Kürdistan´da Êzîdîlik Yada Êzîdî Olmak!
Diyar AYDIN
Êzîdîlik, uygarlığın beşiği Mezopotamya'da kurulmuş, dünyada ilk olarak tek tanrı varlığını kabul eden ilk dindir.
Êzîdîlik, dünyanın en eski en köklü dinidir.
Êzîdîlik dininin kökeni Mani, yada Zerdüşt dininın çok öncesine dayanır.
Êzîdîlik, tek tanrı varlığını kabul ederken, Zerdeşt dini, iki tanrı varlığına inanır.
Dolayısıyla Êzîdîlik ve Zerdüştlük aynı katogoride değerlendirmek, dahası Êzîdîliği Zerdüşt dinine bağlamak Êzîdî inancına haksızlık olur.
Bu nedenle Êzdîliği, diğer dinlerden ayrı değerlendirmek, ayrı görmek gerekir.
Bazı çevreler, Êzîdîliği Zerdüşt dinine bağlamak, yada Zerdüşt dininin davamı olarak görmek gayreti içerisindedirler. Bu da Êzîdî dinini saptırmak demektir. Oysa Êzîdîlik, Zerdüştlüğün çok önceli olan bir dindir.

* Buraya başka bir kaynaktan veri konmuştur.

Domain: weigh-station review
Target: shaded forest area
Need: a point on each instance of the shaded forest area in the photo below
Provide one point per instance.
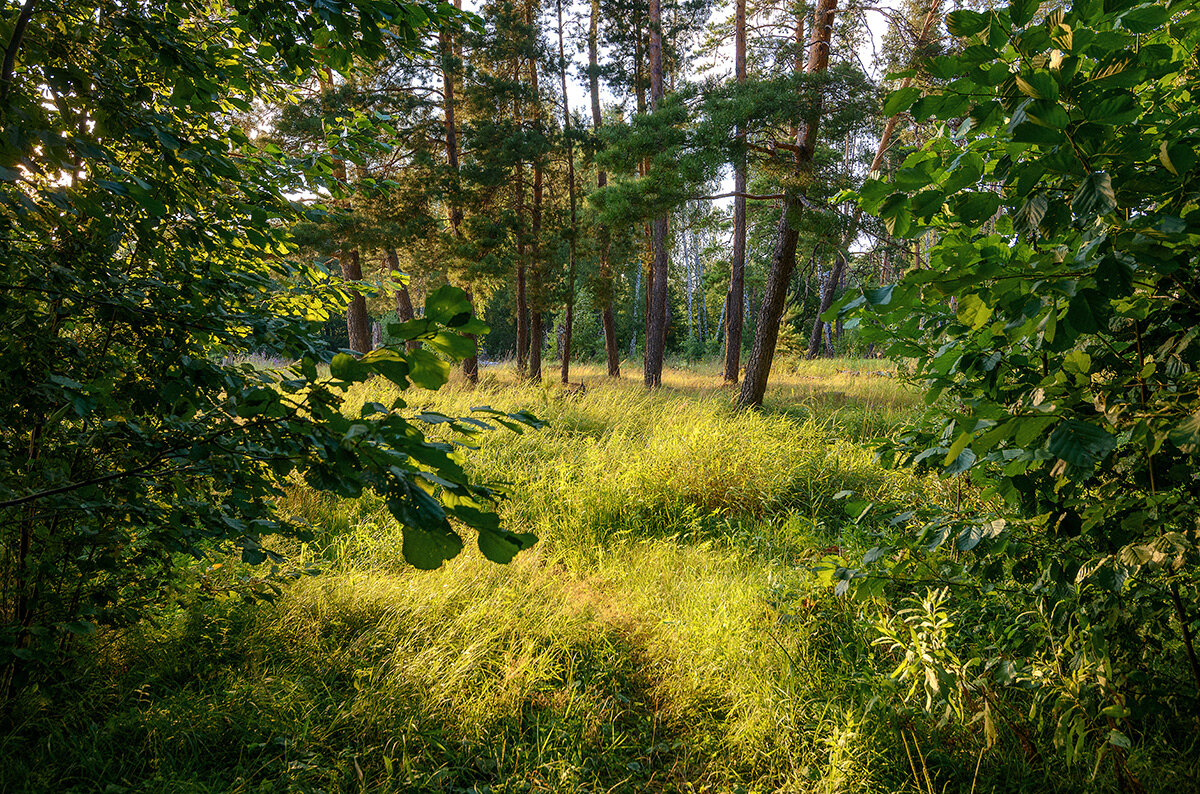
(870, 464)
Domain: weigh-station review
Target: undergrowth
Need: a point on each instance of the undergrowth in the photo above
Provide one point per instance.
(666, 635)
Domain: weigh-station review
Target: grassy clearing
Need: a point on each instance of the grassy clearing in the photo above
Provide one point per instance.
(666, 635)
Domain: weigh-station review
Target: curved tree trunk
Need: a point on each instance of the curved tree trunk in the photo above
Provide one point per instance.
(738, 260)
(657, 330)
(358, 325)
(403, 300)
(471, 364)
(570, 190)
(835, 272)
(607, 319)
(783, 263)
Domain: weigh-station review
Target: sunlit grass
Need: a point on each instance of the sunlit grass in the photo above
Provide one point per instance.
(665, 635)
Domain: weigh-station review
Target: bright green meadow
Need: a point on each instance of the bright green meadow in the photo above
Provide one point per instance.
(667, 633)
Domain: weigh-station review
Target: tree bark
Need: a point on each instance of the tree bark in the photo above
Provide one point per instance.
(537, 305)
(657, 332)
(738, 262)
(471, 364)
(403, 300)
(783, 263)
(835, 272)
(570, 188)
(607, 320)
(358, 325)
(522, 298)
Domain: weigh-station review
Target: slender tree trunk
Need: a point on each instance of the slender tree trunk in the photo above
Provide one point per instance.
(831, 284)
(471, 364)
(522, 298)
(537, 308)
(607, 320)
(403, 300)
(570, 188)
(783, 263)
(657, 332)
(358, 325)
(738, 262)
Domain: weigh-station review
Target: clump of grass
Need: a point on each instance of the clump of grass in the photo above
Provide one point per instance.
(666, 635)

Bu çevreler, Êzîdî dini üzerinde büyük oyunlar oynamaktadırlar.
Kürdlerin bu en eski dinini kendi ve başkalarının emelleri için kullanmak istemektedirler.
Êzîdîlik dini, çok eski ve köklü bir din olduğu bir gerçek. Zaten bu konuda bir çok yazar ve araştırmacı hem fikirdir.
Fakat Êzîdîlik tarihi ilgili bilgiler çok azdır.
Êzîdîlik ile ilgili bilgi ve kaynaklar zamanla kaybulmuş yada kayıp ettirilmıştır.
Bu nedenle Êzîdîlik dininin tarihi gerçek anlamda yazılmamıştır.
Êzîdîlik ile ilgili belgeler Kürdistan'ı işgal edenler tarafından tahrip ve yok edilmiştir.
Kürd orjinli Êzîdîleri kılıçtan geçirip soykırımdan geçirilmesi en çok islamın Kürdistan'a yayılması dönemine rastlanmıştır. Ogünden bu yana islam dünyası Êzîdîleri kırımlardan geçirmişlerdir. Yerlerinden,yurdundan sürmüşlerdir.
Katliamlar peş peşe geldi. Tarihe geçen katliam sayısı 72'dır. Bunlar yazılanlardır. Yazılmayanlar ne kadardır bilinmiyor.
İslamın Kürd milletinin çoğunluğuna kabuluyla beraber Êzîdîler üzrindeki uygulamalar giderek daha yoğunlaştırıldı. Katliam, soykırım dahil her türlü uygulamalara tabi kılındı.
Kütüphaneleri, yazılı tarihi belgeleri yakıldı, yok edildi ve yasaklandı.
Bu nedenle Êzîdîlik, tarihin karanlıklarına gümülmek istendi.
Kürd tarihi gibi Êzîdîlik tarihide Kürd düşmanları tarafından yazıldı ve bilinçli olarak çarptırıldı.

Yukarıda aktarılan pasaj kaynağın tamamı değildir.